Platts in 2016 struck an agreement to include the same ICE data in its indexes.

Rau said gas volumes reported to PRAs have declined notably since 2011, but they have stabilized in the past three years for both day-ahead and bidweek reported transactions.

“The industry likely has reached a base level” that is sufficient, according to Rau. Moreover, the base level of directly reported volumes, combined with the ICE data, provide ample information to generate “robust” indexes.

About 81% of natural gas transactions reported to FERC on Form 552 depend on price indexes; the other 19% is made up of  fixed-price and physical basis deals eligible to be reported to index publishers, said Platts’ Mark Callahan, editorial director for power and generating fuels pricing. Callahan noted that FERC has not called for any additional comments reporting volumes since its technical conference in 2017, when the leveling off took root.

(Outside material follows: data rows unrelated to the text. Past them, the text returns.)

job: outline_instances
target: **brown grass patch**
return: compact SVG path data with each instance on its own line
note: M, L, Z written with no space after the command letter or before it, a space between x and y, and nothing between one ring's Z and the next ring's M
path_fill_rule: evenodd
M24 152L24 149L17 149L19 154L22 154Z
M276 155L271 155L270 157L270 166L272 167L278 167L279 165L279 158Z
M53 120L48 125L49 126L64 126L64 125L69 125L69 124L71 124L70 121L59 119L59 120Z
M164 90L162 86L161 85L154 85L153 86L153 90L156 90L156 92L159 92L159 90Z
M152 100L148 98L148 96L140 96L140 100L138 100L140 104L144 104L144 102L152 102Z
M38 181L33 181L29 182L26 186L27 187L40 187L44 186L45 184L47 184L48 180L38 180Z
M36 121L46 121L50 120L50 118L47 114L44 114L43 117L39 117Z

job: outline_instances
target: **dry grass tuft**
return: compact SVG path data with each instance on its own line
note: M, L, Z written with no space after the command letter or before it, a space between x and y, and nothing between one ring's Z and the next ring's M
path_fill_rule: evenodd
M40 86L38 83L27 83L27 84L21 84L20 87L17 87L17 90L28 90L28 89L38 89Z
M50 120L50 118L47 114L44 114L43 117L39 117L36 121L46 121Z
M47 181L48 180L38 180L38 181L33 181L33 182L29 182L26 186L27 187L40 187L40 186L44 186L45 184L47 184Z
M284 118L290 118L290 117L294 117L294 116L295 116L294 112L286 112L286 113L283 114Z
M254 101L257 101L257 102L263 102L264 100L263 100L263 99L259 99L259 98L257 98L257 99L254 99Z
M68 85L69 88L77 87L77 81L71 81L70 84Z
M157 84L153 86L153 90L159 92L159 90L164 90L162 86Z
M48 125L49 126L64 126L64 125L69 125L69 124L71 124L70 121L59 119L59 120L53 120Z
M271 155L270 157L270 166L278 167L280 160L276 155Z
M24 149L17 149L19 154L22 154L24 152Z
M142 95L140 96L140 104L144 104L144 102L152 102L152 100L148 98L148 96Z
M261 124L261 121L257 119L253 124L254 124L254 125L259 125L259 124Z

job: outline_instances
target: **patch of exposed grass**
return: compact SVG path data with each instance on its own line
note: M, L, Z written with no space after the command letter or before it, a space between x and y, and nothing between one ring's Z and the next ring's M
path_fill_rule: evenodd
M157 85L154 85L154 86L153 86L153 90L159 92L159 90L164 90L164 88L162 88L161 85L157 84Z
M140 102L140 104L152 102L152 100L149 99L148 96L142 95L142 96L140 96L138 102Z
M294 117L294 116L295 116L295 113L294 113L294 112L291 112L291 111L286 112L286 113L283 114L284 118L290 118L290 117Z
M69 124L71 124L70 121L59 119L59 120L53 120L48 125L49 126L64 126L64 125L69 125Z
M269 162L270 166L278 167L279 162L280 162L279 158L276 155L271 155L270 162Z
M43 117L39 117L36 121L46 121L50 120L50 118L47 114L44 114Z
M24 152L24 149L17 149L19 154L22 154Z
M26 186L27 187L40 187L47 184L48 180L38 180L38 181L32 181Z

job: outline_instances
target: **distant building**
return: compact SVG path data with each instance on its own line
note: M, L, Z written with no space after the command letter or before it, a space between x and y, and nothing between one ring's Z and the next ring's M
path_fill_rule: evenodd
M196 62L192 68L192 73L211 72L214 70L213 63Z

Reported volumes to both NGI and Platts in the first half 2020 were down from the same period of 2019, though volumes were said to be off because of the coronavirus pandemic and related producer shut-ins. 

Rau noted that, in the wake of the pandemic, increased price volatility has added to liquidity. Interestingly, he said, bidweek volumes have taken some share from day-ahead transactions. Low prices may be incentivizing more buyers to lock in bidweek prices rather than playing the day-ahead market, he said.

The potential for producer consolidation amid the virus-imposed downturn could prove another positive for reported volumes, Rau said, because stronger players could buy out weaker ones, and the former are more likely to report to PRAs.

Longer-term, growing U.S. liquefied natural gas (LNG) exports also would be a positive for reported volumes, according to Rau. The pandemic has been a drag on exports, with demand from Europe and Asia seizing amid economic slowdowns and dampened industrial energy needs across both continents. In a post-pandemic world, however, the United States would be positioned to meet a resumption in LNG demand, he said.

The United States is expected to add 2.7 Bcf/d of liquefaction capacity this year and another 4.5 Bcf/d is currently under construction, according to the Energy Information Administration.

As a backstop, NGI Executive Publisher Dexter Steis said assessments are also an option to ensure reliability. Where the number of transactions is insufficient to calculate the weighted-average cost of gas, NGI could assess specific locations to determine prices. NGI began assessing FGT Citygate in Florida earlier this year, as most trades there are done on a differential to FGT Zone 3.

Steis said the current base of reported volumes is “more than adequate,” but “if all else fails, NGI stands ready to assess markets.”